Re: [PATCH] rt2x00: fix rx queue hang

From: Stanislaw Gruszka
Date: Tue Jun 18 2019 - 05:39:42 EST


On Mon, Jun 17, 2019 at 11:46:56AM +0200, Soeren Moch wrote:
> Since commit ed194d136769 ("usb: core: remove local_irq_save() around
> ->complete() handler") the handlers rt2x00usb_interrupt_rxdone() and
> rt2x00usb_interrupt_txdone() are not running with interrupts disabled
> anymore. So these handlers are not guaranteed to run completely before
> workqueue processing starts. So only mark entries ready for workqueue
> processing after proper accounting in the dma done queue.

It was always the case on SMP machines that rt2x00usb_interrupt_{tx/rx}done
can run concurrently with rt2x00_work_{rx,tx}done, so I do not
understand how removing local_irq_save() around complete handler broke

Have you reverted commit ed194d136769 and the revert does solve the problem ?

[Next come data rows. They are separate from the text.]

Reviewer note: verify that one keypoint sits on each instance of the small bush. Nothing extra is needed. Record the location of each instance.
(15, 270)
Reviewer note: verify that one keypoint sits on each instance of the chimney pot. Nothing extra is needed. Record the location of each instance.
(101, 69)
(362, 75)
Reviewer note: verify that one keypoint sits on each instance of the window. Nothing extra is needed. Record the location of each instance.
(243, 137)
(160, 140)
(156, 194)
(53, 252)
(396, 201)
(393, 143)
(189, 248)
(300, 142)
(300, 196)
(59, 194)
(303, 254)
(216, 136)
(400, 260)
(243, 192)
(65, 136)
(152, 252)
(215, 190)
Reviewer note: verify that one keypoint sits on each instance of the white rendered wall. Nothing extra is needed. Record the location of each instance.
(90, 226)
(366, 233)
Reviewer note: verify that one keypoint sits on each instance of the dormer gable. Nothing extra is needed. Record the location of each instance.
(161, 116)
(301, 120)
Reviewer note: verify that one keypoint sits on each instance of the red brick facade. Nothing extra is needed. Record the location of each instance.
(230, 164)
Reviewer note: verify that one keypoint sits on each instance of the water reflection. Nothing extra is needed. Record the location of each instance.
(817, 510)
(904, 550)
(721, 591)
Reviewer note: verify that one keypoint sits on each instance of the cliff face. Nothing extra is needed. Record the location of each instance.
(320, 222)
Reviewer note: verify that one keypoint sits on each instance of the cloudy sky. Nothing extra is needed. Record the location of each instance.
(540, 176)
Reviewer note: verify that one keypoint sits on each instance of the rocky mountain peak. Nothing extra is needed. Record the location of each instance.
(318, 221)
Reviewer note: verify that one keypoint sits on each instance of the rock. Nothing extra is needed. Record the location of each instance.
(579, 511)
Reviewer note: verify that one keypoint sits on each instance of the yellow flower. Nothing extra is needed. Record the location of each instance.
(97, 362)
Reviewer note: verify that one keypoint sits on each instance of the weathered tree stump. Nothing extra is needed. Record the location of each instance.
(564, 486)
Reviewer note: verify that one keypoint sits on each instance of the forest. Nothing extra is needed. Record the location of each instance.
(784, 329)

Between 4.19 and 4.20 we have some quite big changes in rt2x00 driver:

0240564430c0 rt2800: flush and txstatus rework for rt2800mmio
adf26a356f13 rt2x00: use different txstatus timeouts when flushing
5022efb50f62 rt2x00: do not check for txstatus timeout every time on tasklet
0b0d556e0ebb rt2800mmio: use txdone/txstatus routines from lib
5c656c71b1bf rt2800: move usb specific txdone/txstatus routines to rt2800lib

so I'm a bit afraid that one of those changes is real cause of
the issue not ed194d136769 .

> Note that rt2x00usb_work_rxdone() processes all available entries, not
> only such for which queue_work() was called.
> This fixes a regression on a RT5370 based wifi stick in AP mode, which
> suddenly stopped data transmission after some period of heavy load. Also
> stopping the hanging hostapd resulted in the error message "ieee80211
> phy0: rt2x00queue_flush_queue: Warning - Queue 14 failed to flush".
> Other operation modes are probably affected as well, this just was
> the used testcase.

Do you know what actually make the traffic stop,
TX queue hung or RX queue hung?

> diff --git a/drivers/net/wireless/ralink/rt2x00/rt2x00dev.c b/drivers/net/wireless/ralink/rt2x00/rt2x00dev.c
> index 1b08b01db27b..9c102a501ee6 100644
> --- a/drivers/net/wireless/ralink/rt2x00/rt2x00dev.c
> +++ b/drivers/net/wireless/ralink/rt2x00/rt2x00dev.c
> @@ -263,9 +263,9 @@ EXPORT_SYMBOL_GPL(rt2x00lib_dmastart);
> void rt2x00lib_dmadone(struct queue_entry *entry)
> {
> - set_bit(ENTRY_DATA_STATUS_PENDING, &entry->flags);
> clear_bit(ENTRY_OWNER_DEVICE_DATA, &entry->flags);
> rt2x00queue_index_inc(entry, Q_INDEX_DMA_DONE);
> + set_bit(ENTRY_DATA_STATUS_PENDING, &entry->flags);

Unfortunately I do not understand how this suppose to fix the problem,
could you elaborate more about this change?